A journalist is never really off duty. We live for this game, it’s a fact – and we often find it difficult to switch off from work. This very post is being written on my day off, having just witnessed a fairly interesting story on the Nottingham Ring Road.
Western Boulevard, Nottingham, this lunchtime.
All very exciting stuff – at least visually. Three cars had crashed and there was a huge police presence. In an adjoining street I saw police dogs being deployed and two people were arrested. What’s more, I happened to have my camera with me, so snapped a few pictures for our website, and possible use by my colleagues in television.
 
Then the really interesting bit happened.
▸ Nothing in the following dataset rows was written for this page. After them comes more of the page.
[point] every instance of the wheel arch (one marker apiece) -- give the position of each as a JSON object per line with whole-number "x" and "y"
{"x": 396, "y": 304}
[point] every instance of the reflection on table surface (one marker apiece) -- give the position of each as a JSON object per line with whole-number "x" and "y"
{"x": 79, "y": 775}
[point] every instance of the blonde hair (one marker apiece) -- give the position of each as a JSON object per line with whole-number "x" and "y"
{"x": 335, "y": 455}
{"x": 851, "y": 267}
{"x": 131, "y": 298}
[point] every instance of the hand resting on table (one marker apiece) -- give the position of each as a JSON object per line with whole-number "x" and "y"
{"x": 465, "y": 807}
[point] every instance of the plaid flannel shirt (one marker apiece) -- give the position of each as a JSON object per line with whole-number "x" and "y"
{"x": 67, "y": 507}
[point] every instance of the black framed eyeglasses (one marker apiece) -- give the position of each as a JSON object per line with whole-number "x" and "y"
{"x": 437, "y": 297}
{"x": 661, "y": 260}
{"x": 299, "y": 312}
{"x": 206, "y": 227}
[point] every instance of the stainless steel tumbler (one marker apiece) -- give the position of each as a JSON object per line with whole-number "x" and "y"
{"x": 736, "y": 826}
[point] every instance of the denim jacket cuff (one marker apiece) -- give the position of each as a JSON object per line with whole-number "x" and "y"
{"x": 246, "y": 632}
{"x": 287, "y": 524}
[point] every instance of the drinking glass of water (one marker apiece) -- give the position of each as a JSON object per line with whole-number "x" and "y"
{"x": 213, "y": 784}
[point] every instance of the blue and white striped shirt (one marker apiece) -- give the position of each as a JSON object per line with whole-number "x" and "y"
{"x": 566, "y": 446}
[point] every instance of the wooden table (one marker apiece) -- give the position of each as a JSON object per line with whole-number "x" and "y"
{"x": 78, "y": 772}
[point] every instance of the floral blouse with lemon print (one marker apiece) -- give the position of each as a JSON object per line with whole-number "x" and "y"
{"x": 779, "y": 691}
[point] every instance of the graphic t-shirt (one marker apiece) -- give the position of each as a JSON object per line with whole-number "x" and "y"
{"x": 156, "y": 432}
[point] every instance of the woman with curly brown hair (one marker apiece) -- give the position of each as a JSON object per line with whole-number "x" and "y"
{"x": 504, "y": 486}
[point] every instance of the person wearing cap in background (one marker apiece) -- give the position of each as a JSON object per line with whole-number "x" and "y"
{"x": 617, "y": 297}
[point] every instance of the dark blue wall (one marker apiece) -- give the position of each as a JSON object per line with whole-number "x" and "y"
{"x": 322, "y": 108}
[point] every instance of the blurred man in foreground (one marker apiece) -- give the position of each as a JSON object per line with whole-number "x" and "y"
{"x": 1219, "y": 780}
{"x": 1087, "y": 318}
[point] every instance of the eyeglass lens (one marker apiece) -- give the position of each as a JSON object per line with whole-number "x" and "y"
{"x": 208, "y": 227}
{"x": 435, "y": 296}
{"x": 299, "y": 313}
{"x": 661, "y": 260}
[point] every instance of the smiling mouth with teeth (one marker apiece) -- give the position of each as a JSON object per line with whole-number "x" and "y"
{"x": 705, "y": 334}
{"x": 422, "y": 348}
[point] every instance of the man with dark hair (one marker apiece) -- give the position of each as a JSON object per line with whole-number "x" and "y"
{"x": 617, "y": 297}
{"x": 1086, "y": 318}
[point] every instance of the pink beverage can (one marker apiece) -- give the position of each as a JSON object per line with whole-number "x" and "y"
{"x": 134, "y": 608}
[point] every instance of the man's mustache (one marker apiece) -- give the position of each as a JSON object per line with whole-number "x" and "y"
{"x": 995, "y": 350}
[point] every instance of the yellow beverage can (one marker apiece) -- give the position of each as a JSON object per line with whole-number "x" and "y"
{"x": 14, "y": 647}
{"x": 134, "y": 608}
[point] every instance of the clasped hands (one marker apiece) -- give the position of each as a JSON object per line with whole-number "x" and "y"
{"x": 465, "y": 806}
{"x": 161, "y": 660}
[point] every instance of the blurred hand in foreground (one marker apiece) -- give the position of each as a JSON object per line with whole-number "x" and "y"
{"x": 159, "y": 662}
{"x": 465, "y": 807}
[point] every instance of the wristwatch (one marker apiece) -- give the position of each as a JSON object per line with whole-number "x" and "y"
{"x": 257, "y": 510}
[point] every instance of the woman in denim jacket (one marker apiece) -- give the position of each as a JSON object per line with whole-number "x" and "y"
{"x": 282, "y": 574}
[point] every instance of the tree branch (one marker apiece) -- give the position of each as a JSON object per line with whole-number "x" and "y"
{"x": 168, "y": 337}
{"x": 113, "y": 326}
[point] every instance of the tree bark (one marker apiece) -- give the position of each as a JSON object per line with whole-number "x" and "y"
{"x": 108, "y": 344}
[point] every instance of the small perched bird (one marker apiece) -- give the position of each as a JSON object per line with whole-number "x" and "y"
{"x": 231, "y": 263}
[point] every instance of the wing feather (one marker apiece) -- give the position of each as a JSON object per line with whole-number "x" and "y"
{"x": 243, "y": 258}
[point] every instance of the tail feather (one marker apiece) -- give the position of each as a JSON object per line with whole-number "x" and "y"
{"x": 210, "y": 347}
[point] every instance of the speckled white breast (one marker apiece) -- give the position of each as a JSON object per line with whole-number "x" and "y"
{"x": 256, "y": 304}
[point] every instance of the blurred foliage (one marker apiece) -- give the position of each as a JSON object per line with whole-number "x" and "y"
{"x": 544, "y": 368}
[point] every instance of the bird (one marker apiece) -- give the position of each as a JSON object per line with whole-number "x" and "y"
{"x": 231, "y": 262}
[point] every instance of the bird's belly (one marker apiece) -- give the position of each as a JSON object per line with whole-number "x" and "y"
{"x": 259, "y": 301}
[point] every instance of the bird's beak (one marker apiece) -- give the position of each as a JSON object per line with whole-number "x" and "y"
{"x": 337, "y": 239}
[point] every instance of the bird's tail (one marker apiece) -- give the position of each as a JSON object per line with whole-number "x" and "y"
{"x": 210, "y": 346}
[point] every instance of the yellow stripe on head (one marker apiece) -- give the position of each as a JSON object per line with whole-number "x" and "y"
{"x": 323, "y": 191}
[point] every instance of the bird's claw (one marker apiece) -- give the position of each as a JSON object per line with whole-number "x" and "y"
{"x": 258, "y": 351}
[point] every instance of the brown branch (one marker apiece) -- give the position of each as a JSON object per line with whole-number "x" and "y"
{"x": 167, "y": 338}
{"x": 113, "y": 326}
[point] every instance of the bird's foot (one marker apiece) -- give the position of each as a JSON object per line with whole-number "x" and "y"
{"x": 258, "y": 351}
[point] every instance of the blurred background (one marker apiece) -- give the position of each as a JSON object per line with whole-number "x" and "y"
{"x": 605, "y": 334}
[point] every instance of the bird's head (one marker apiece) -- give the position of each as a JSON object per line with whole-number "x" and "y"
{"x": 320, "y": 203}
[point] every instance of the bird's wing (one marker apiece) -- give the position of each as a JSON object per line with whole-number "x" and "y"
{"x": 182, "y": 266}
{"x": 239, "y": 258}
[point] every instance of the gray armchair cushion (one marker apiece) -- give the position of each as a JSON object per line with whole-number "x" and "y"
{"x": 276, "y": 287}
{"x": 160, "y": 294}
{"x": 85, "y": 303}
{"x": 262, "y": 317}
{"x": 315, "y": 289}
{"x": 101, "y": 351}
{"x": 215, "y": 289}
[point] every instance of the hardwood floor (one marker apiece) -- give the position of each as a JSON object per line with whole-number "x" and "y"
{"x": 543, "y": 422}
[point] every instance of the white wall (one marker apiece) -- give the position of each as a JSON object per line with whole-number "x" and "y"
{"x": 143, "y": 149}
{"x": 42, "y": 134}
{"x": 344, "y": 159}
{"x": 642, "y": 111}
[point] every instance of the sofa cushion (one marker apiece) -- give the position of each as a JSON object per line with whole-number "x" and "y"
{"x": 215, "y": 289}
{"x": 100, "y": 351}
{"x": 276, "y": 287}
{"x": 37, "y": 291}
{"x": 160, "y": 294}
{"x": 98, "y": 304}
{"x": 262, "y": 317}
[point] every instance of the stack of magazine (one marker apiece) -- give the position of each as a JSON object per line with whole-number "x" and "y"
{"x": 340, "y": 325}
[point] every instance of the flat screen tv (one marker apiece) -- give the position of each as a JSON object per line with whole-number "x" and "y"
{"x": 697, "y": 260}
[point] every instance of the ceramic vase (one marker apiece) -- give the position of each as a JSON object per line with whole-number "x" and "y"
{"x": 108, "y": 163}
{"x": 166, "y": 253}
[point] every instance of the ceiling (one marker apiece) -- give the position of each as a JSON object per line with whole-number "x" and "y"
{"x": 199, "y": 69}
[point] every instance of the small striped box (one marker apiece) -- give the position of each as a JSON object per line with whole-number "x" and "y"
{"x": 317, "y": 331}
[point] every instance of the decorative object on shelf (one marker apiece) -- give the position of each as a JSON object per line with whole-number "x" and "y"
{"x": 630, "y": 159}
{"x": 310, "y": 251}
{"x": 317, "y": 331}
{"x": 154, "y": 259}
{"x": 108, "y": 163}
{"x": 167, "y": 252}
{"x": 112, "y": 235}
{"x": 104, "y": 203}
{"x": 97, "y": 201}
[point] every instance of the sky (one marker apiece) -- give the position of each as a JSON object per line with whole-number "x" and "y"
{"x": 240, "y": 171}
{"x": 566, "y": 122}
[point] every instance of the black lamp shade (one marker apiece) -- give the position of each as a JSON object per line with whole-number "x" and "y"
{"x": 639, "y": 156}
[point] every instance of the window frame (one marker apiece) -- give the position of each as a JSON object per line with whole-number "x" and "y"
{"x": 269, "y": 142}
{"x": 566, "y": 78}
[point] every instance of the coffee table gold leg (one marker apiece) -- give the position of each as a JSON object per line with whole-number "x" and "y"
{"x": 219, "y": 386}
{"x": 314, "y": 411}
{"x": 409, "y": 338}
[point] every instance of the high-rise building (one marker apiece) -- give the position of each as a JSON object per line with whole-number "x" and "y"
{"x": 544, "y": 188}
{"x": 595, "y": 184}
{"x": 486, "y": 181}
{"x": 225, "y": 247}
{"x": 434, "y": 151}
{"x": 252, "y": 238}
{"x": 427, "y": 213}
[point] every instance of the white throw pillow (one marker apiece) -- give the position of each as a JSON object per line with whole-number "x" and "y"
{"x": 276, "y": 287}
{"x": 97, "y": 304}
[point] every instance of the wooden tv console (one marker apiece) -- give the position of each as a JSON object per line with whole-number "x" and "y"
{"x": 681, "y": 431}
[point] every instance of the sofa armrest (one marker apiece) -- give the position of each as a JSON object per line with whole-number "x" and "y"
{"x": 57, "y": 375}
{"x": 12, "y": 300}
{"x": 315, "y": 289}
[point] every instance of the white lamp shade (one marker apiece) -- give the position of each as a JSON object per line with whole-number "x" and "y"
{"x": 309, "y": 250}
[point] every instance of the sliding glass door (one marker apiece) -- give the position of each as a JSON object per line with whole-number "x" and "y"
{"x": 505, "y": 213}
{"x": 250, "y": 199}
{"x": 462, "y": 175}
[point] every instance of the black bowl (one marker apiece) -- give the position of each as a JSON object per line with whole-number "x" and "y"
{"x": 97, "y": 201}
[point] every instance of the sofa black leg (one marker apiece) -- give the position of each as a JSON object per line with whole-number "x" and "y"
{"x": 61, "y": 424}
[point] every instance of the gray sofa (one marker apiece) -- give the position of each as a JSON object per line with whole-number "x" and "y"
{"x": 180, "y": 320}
As a police officer moved the crowd away and erected a cordon around the scene, she approached me and said : “You do know that your camera may be seized and any pictures used as evidence, don’t you?”
 
“Actually, I’m a journalist, so you can’t do that without good reason.”
 
“Then I’ll need to see some ID then.”
 
I promptly showed the officer my NUJ Press card and she backed off – but still insisted that I stayed behind the cordon.
Police have no legal right to put up barriers to bone fide journalism.

The point is, this kind of treatment of journalists is nothing new. Photographers, in particular, seem to come in for the most flak – frequently being told they cannot take photographs, are somehow acting illegally – and some have even been arrested for obstructing police operations.

Yet the Association of Chief Police Officers has made it clear that journalists should not be prevented from going about their professional business. Their guidelines make interesting reading

  •  
    • There are no powers preventing the taking of photographs, film or digital images in a public place. Therefore members of the press and public should not be prevented from doing so.
    • Once an image has been recorded, police can only sieze the film or camera at the scene on the strictly limited grounds that it suspected to contain evidence of a crime. Once the photographer has left the scene, police can only seize the images of a court order.

Today’s shenanigans made me smile when, after I’d identified myself, the police officer wryly replied “Then you know the routine, don’t you?”

Yes I do, thank you. But I wonder whether you’re aware of what the law actually says?

So far I’ve not been contacted to hand over my pictures, and I don’t expect to be. But if I am, I’ll instruct my lawyers to read up on this case last year, in which Thames Valley Police admitted it had acted unlawfully in seizing a journalist’s equipment and downloading his photographs.

And respected journalist Roy Greenslade has his own theories about this kind of practice.

Perhaps the most annoying aspect of this is that many police forces claim that all of their officers and civilian staff have been given personal copies of the ACPO Guidelines. In Nottinghamshire, these came in the form of a handy credit card sized document that was apparently circulated with pay slips, so it was hardly something that could or should have been ignored.

Police and journalists have a two way relationship. Officers on the ground need to remember that.